Please let me know if I was not clear.

iimog commented 7 years ago

Cool, I'm happy that you like AliTV. Regarding your feature requests: they all sound like good and reasonable extensions to AliTVs capabilities.

  1. I added your +1 to that issue. If you just want to zoom in to the existing alignment you can do this using the zoom feature (just drag a box around the region of interest using the mouse, then wait a little), however this does not re-calculate the alignment for that specific region.
  2. Excellent point. We thought about this as well. What should be relatively easy to implement is adding a z-value for features to define which ones are drawn on top of other ones. Another possibility is to define the offset from the bottom of the chromosome and a height. Both would need to be implemented but should be possible without too much trouble.

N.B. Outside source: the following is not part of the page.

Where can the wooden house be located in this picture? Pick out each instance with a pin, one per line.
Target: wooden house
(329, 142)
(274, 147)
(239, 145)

Which one would be more important to you?
  3. This is also a really nice idea. This would require quite a bit of coding but could be added more or less independently from the rest of the code. One challenge here is that the original IDs of the sequences might be changed by AliTV (in order to make them unique and valid for lastz). So the gff would need to use the new IDs or we would have to do the mapping in js (@greatfireball what do you think?)
  4. By default lastz uses lowercase masking except when the [unmask] modifier is added to the input file name. @greatfireball do we add this modifier by default or do we transform to uppercase ourselves? I agree that this should be configurable.
Anupmas commented 7 years ago

Thank you @iimog,

  1. Thanks for adding the +1 on my behalf.
  2. I prefer the second option i.e., "to define the offset from the bottom of the chromosome and a height". My reason for not preferring z-value (please let me know if I have interpreted the z-value all wrong!!) is that this will generate stacked graph where similar features may not be at the same height when stack depth varies.
  3. I don't mind replacing the IDs in gff myself, so long as the program provides me a file containing old names and new names. Some other users might prefer a more handsoff approach. So, its your call.
  4. Thanks for checking. It would be great if lowercase masking is used in ATV for the LASTZ run, and the handling of lowercase sequence is is described in the manual.